Economic research, including the analysis of the "Laffer Curve," suggests that there are diminishing returns to increasing marginal tax rates. Excessive rates often lead to capital flight, increased tax avoidance, and a deceleration in economic growth. If the system is already highly progressive, the marginal utility of raising rates further may be outweighed by the resulting economic drag.

Furthermore, the data suggests that U.S. policymakers should pivot from the rhetoric of "tax fairness" to the reality of structural design. If the goal is to further protect low-income households, the most effective path might not be increasing the top marginal rate, but rather strengthening existing refundable credits or broadening the base to allow for lower rates across the board.

The Bottom Line

The Fraser Institute’s index provides a necessary, data-driven corrective to the narrative that the U.S. tax code is a bastion of inequality. While the study is not without its limitations—particularly regarding the treatment of tax credits and international reporting discrepancies—it offers a robust framework for comparing tax structures across the OECD.

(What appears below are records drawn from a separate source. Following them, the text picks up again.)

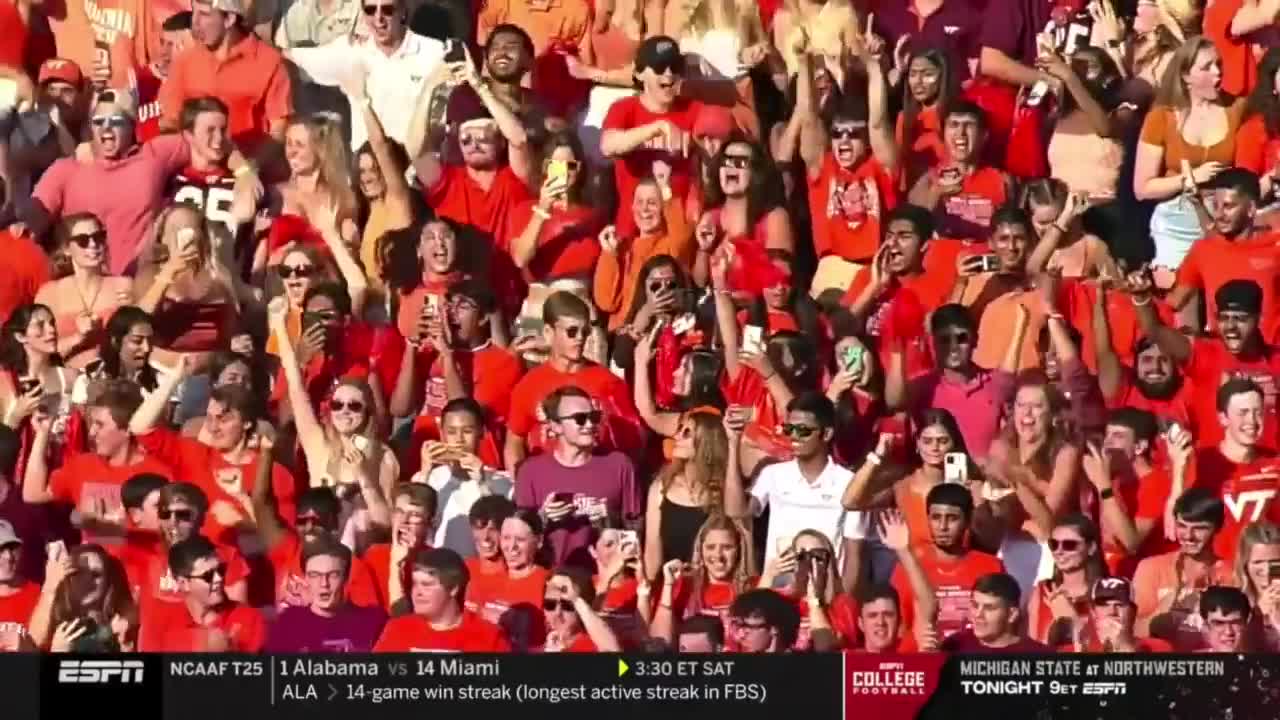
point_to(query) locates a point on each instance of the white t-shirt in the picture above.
(394, 81)
(455, 499)
(799, 505)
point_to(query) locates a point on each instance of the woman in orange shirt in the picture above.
(1061, 604)
(929, 86)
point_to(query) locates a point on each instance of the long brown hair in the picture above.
(705, 470)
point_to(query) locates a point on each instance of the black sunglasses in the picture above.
(296, 270)
(219, 570)
(90, 238)
(557, 604)
(581, 418)
(338, 406)
(798, 431)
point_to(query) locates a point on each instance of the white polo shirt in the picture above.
(394, 81)
(799, 505)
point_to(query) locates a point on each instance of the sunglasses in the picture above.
(219, 570)
(296, 270)
(90, 238)
(581, 418)
(557, 604)
(799, 432)
(338, 406)
(110, 121)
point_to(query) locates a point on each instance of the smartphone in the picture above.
(851, 359)
(955, 468)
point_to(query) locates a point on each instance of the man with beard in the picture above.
(649, 133)
(329, 623)
(1239, 250)
(964, 194)
(1237, 351)
(183, 509)
(208, 619)
(1168, 587)
(566, 324)
(1132, 488)
(848, 164)
(231, 63)
(1153, 383)
(123, 185)
(91, 481)
(1239, 469)
(319, 511)
(976, 396)
(400, 65)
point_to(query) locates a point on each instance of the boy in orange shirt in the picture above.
(439, 621)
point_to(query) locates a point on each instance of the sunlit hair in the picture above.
(60, 259)
(705, 470)
(741, 579)
(333, 159)
(1173, 87)
(1252, 536)
(71, 595)
(833, 586)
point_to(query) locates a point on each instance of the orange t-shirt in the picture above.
(846, 208)
(16, 610)
(414, 633)
(1248, 491)
(1216, 260)
(952, 582)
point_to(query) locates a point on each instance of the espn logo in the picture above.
(100, 671)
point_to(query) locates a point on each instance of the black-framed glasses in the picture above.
(557, 604)
(208, 575)
(1068, 545)
(296, 270)
(90, 238)
(184, 515)
(594, 417)
(352, 405)
(114, 121)
(798, 431)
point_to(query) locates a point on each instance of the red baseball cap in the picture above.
(60, 71)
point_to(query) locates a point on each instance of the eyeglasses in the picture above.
(90, 238)
(581, 418)
(208, 577)
(353, 405)
(557, 604)
(115, 121)
(179, 515)
(799, 432)
(296, 270)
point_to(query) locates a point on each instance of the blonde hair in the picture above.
(1252, 536)
(1173, 86)
(334, 158)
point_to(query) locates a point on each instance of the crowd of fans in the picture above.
(892, 326)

For taxpayers, policymakers, and researchers, the lesson is clear: the U.S. tax system is significantly more progressive than the global average. As the nation faces future fiscal challenges and debates over tax reform, understanding this international context is essential. Policymakers should focus on the evidence, recognizing that the U.S. already possesses a highly progressive engine, and that further adjustments should be made with a keen eye toward both efficiency and the potential for unintended economic consequences. The "fairness" of the code is not merely a matter of tax rates, but a sophisticated balance of revenue sources that the U.S. has arguably managed more aggressively than any of its peers.